Tanzania’s leadership faced calls for a smooth succession on Thursday after President John Magufuli, Africa’s most vehement coronavirus skeptic, died from heart disease following an 18-day absence from public life that drew speculation about his health.
An opposition leader urged the immediate swearing in of vice president Samia Suluhu Hassan as successor, saying that would avoid a constitutional vacuum and prevent uncertainty.
Magufuli’s death, the first of a Tanzanian leader while in office, opens the prospect that the country will gain its first female president.
The constitution says Hassan, 61, should assume the presidency for the remainder of the five-year term that Magufuli began serving last year after winning a second term.
Hassan addressed the nation on television late on Wednesday, saying Magufuli had died from the heart disease that had plagued him for a decade. She said burial arrangements were under way for the 61-year-old leader but did not indicate when she would be sworn in.
Government spokesman Hassan Abbasi did not respond to calls and texts seeking comment on succession plans.
Magufuli had not been seen in public since Feb. 27, sparking rumors he had COVID-19. On March 12, officials denied he had fallen ill and on Monday Hassan had urged Tanzanians not to listen to rumors from outside the country.
As late as Wednesday, she sent ‘greetings’ from Magufuli in a remarks to an audience in the coastal region of Tanga.
“The VP has to be sworn in immediately,” opposition leader Zitto Kabwe told Reuters by phone from Dar es Salaam. “The constitution doesn’t allow a vacuum ... I will be concerned if the day passes without her being sworn in.”

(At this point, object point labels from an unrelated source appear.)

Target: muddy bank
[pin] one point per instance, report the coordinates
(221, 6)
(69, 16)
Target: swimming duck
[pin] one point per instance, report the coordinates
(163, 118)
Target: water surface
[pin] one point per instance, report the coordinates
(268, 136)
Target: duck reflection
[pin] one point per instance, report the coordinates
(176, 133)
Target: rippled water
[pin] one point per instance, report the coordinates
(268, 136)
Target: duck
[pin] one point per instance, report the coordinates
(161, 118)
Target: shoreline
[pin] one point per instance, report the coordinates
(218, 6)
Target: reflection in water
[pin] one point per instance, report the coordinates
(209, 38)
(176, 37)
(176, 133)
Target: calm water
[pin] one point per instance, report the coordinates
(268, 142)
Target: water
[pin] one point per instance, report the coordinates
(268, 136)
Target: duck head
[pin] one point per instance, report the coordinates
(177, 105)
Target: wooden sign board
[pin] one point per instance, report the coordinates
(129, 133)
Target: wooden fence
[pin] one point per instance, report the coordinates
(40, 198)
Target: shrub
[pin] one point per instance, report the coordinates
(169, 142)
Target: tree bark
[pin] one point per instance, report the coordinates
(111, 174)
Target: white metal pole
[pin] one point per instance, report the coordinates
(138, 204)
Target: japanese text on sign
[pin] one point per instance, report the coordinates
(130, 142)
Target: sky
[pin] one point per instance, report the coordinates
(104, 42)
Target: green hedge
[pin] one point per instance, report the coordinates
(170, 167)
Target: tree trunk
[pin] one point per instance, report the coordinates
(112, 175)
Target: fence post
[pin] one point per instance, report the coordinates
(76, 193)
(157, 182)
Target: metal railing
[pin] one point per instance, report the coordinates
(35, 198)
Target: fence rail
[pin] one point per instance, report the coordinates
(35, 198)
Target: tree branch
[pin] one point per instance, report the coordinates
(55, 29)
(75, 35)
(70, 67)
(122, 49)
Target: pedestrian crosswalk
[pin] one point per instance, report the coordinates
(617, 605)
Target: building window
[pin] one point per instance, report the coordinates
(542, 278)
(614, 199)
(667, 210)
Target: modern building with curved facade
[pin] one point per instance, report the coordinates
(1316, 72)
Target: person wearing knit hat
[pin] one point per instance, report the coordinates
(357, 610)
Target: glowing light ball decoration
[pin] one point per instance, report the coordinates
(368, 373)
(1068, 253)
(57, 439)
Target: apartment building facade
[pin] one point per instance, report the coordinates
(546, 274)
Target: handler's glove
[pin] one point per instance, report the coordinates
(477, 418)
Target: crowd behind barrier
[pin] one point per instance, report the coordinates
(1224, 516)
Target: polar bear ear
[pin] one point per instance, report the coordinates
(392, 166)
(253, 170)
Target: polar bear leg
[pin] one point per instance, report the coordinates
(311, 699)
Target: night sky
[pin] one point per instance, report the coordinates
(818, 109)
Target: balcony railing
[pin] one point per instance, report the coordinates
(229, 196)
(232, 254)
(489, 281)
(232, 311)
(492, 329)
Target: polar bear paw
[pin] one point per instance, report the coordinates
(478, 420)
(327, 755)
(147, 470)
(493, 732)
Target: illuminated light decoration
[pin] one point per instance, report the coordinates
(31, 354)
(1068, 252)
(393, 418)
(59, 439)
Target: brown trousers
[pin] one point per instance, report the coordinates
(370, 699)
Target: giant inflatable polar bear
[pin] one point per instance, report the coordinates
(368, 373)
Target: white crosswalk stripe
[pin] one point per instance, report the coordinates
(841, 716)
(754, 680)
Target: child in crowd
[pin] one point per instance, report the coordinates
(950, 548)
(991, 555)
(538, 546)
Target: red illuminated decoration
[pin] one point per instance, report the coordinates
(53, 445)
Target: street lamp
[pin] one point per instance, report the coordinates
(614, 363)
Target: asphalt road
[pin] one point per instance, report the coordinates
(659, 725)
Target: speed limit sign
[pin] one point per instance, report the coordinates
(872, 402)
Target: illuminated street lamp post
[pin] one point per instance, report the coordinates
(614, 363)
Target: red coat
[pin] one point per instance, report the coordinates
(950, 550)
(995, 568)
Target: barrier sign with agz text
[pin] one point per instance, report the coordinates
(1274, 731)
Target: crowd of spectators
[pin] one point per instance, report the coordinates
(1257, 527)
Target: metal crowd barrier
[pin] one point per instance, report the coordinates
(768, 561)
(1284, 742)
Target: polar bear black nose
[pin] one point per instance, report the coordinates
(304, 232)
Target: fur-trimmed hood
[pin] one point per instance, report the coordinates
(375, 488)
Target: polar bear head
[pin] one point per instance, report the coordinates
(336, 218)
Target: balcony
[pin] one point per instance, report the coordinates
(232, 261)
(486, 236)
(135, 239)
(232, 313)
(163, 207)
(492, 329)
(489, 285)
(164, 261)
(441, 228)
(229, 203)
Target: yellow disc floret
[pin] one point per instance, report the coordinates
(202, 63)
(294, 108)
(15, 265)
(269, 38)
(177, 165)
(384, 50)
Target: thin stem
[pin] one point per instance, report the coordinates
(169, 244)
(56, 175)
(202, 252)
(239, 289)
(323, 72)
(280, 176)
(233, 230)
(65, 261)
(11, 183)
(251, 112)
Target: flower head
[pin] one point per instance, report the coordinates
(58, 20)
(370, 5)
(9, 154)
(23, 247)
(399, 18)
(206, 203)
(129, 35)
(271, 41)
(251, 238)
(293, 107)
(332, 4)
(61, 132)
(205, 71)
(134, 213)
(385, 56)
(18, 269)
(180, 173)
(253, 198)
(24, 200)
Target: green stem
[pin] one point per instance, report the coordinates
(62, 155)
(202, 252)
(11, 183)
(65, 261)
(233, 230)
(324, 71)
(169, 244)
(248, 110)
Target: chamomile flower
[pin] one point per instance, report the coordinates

A source who advises businesses operating in Tanzania said “The next 48 hours are crucial ... There is likely to be uncertainty. Some people will want to purge some Magufuli hardliners, but given how he restructured the intelligence services, that is easier said than done.”
Nicknamed “The Bulldozer” because of his reputation for pushing through policies despite opposition, Magufuli drew international criticism for his unorthodox and increasingly authoritarian tactics.
Although Hassan publicly championed Magufuli’s leadership style and frequently represented him abroad, she has been more soft spoken and less confrontational than the president.
“The Vice President hasn’t given the impression of significant popularity or influence within the (ruling party),” said Fergus Kell, Africa analyst at the Chatham House think-tank in London. “This could throw up some potential challenges in terms of managing competing interests and generating the required support within the ruling party to govern effectively.”
Magufuli was a vocal COVID-19 skeptic who urged Tanzanians to shun mask-wearing and denounced vaccines as a Western conspiracy, frustrating the World Health Organization.
Traffic moved normally on Thursday morning and there was not a heavy security presence in Dar es Salaam, the country’s biggest city, a Reuters witness said.
Some people stood on street corners in the downtown area reading newspapers including a headline blaring “Grief” and wept. As has been the case throughout the pandemic in Tanzania, many people were not wearing face masks.
Tundu Lissu, Magufuli’s main rival in the October election when the president won a second term, said in an interview with Kenya’s KTN that it was time for the country to open a new chapter after Magufuli “caused havoc to our country.”
East African governments offered condolences, but some people from the region were critical of his stance on COVID-19 and his leadership style. “It has been a horrendous 5 years in #Tanzania,” tweeted Tanzanian lawyer Fatma Karume.